Simplest Bash code to find what files from a defined list don't exist in a directory?

Question

This is what I came up with. It works perfectly -- I'm just curious if there's a smaller/crunchier way to do it. (wondering if possible without a loop)

files='file1|file2|file3|file4|file5'
path='/my/path'

found=$(find "$path" -regextype posix-extended -type f -regex ".*\/($files)")

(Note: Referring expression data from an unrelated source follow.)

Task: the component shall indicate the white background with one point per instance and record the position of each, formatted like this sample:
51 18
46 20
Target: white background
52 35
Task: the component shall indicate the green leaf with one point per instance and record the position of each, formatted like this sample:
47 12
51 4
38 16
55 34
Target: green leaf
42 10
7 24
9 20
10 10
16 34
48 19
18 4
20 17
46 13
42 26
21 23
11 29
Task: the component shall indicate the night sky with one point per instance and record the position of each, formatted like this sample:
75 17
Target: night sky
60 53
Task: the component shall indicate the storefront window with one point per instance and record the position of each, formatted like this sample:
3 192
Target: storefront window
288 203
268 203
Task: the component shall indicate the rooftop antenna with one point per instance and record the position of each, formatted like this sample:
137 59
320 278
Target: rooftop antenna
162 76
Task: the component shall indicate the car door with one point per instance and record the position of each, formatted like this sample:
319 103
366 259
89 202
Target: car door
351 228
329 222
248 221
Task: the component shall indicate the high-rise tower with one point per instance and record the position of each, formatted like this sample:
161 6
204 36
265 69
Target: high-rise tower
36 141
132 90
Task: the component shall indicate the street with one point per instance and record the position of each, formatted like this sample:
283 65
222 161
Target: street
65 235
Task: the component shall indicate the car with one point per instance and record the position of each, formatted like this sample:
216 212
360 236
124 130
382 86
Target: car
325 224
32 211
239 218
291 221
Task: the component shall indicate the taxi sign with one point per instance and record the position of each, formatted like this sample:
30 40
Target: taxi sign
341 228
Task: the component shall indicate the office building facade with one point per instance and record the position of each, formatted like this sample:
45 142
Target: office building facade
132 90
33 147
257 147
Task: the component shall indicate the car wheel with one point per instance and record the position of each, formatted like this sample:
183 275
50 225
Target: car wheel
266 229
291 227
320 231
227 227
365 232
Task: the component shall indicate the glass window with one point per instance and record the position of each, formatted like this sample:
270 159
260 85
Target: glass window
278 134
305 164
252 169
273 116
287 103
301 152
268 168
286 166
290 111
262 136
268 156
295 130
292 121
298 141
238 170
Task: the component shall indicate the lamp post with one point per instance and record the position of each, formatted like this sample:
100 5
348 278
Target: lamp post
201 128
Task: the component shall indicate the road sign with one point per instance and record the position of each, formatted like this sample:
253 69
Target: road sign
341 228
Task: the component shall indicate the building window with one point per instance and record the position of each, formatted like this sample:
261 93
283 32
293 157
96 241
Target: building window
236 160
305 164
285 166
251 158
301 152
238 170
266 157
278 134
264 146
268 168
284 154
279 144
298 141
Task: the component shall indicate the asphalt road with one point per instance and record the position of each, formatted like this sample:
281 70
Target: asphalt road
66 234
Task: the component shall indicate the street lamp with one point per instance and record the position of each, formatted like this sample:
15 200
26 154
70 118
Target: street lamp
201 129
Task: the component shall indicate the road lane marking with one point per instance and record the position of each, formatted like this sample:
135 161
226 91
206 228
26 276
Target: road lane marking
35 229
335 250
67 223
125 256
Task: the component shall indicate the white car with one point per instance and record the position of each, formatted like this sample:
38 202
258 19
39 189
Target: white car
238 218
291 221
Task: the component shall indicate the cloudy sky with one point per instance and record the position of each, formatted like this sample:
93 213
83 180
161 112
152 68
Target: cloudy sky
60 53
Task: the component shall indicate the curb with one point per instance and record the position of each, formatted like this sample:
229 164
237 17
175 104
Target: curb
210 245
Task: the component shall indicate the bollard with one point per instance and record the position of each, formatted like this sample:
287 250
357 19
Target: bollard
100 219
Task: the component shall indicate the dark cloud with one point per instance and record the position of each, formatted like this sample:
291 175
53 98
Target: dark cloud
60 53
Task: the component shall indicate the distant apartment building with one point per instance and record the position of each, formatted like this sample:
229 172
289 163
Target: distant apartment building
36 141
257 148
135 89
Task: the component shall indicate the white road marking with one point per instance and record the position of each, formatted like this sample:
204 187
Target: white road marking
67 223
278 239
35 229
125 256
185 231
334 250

for file in $(echo "$files" | tr '|', ' ')
do
    if [[ ! "$found" =~ "$file" ]]
    then
        echo "$file"
    fi
done

Answer 1

without whitespace in filenames:

files=(mbox todo watt zoff xorf)
for f in ${files[@]}; do test -f $f || echo $f ; done 

Answer 2

You can do this without invoking any external tools:

IFS="|"
for file in $files
do
    [ -f "$file" ] || printf "%s\n" "$file"
done

Answer 3

$ eval "ls $path/{${files//|/,}} 2>&1 1>/dev/null | awk '{print \$4}' | tr -d :"

Or use awk

$ echo -n $files | awk -v path=$path -v RS='|' '{printf("! [[ -e %s ]] && echo %s\n", path"/"$0, path"/"$0) | "bash"}'

Answer 4

Your code will break if you have file names with whitespace. This is how I would do it, which is a bit more concise.

echo "$files" | tr '|' '\n' | while read file; do
  [ -e "$file" ] || echo "$file"
done

You can probably play around with xargs if you want to get rid of the loop all together.